第27話

 電志と愛佳は休憩区画にいた。

【アイギス】の公園区画の縮小版みたいなところだ。

 祝勝会の準備もほぼ終わったので抜け出してきた。

 第三波襲来の館内放送を聴いて、電志は険しい顔をする。

「大丈夫なのかな……?」

 こうも立て続けに襲撃があると、不安になってくる。敵もこちらが巣を破壊しに来たことを察知して本気で抵抗してきているのか。蜂の巣をつついてしまったようだ。だが〈コズミックモンスター〉もこれだけの戦力を保有しているなら、何故普段は二~三日に一回しか襲撃してこなかった? 総力で攻めてこられたら【アイギス】は滅ぼされていたんじゃないのか。いったいこいつらは何のために俺達に攻撃を仕掛けてきているんだろう。謎だ。こういう独自の感覚を持った生物なのか、それとも何者かに造られた自律型の兵器なのか……

「作戦の想定を超えちゃったね。想定では第二波までしかないはずだった」

 愛佳は不安な表情だ。

 二人は木の下で肩を寄せ合って座っていた。

 木は紛い物だが、よくできている。

 風も無く単に自然を模した空間がそこにあるだけ。

 無機質な空間に柵でぶつりと境界線を引き、その外側とのコントラストは明確を通り越し異様ですらある。

 仕事中の者が廊下を歩いていくのも見えてしまうので、落ち着くには少々物足りないものがあった。

「悪い方に超えたのは困ったな。何で良い方に超えないんだか。まるで人生だ」

「なに悟った風に言ってるのさ」

「悟った風とか言うな」

「電志が悟ったみたいなこと言うの珍しいね」

「似合わないか?」

「うん」

「ひでえ……」

「…………大抵はさ、悲哀とか嘆きとか、マイナスの感情が無いと言わないじゃあないか。そういうことってさ。自分に納得してなかったりとか」

 愛佳は膝をぎゅっと抱える。今彼女が何を考えているのか。それは分からない。自分の過去を思い起こしたりしているのだろうか。
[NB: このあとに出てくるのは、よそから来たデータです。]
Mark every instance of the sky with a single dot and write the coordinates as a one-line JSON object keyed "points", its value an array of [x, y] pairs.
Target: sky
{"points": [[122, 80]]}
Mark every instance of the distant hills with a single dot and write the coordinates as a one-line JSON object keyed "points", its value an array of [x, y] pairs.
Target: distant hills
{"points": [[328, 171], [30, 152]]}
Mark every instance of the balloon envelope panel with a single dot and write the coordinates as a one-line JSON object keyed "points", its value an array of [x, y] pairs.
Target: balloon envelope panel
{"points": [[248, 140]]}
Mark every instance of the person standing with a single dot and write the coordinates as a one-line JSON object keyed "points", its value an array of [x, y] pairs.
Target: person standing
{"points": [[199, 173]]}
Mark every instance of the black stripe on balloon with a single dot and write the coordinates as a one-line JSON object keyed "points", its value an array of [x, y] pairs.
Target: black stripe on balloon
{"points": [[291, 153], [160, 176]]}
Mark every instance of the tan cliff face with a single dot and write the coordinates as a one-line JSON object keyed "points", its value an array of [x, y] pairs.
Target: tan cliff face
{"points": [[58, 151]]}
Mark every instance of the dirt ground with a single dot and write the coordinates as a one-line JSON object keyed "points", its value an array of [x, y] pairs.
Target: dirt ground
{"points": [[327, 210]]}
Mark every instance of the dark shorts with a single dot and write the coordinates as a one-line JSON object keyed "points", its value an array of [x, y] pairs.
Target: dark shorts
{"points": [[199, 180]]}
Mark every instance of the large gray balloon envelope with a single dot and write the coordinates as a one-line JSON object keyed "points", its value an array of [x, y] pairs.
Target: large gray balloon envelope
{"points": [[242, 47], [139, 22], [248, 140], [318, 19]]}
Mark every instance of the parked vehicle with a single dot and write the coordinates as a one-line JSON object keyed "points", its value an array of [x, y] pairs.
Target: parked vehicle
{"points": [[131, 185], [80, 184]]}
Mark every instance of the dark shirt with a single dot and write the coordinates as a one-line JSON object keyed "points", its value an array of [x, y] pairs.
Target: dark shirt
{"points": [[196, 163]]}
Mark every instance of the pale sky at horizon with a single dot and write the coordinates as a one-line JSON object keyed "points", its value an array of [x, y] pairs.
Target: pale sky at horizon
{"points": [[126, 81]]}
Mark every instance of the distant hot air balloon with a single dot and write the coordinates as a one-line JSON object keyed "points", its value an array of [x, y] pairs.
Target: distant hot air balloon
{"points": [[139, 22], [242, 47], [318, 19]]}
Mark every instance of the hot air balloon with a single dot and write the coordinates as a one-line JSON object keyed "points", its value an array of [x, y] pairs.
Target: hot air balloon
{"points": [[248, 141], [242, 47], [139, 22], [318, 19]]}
 電志も過去を思い起こしてみた。自分に納得していないことか。やはりかもしれない。

 棘。心に残った棘……

 シュタリーとは約束しなかった方が良かったのだろうか。そうではないのか。いや、それは答えが出るものでもないか……納得云々ではないかもしれない。

 ただ、あの時浮かれていた自分には、納得できない。浮かれていた自分は彼女が帰ってくることに疑いを持たなかった。そして運命は悪い方に転がってしまった。イライナとの乗り換わりを、事前に察知できなかったのか……そこが悔やまれる。いや、それだとイライナに死ねと言っていることになってしまうのか……複雑だ。

「まあ、そういう感情が、あるのかもな」

「やっぱり……?」

 愛佳も電志の考えていることは分かっているようだ。

「まあな……」

 意識はしていなくとも、やはり深層心理では気にしているのかもしれない。何気無い会話で特定の話題を避けてしまったり、行動では特定の場所を避けてしまったり、いつの間にかそういうことをしていなかっただろうか。倉朋はそういうところで変に気を遣うから、俺のせいで気疲れとかさせていなければ良いのだが。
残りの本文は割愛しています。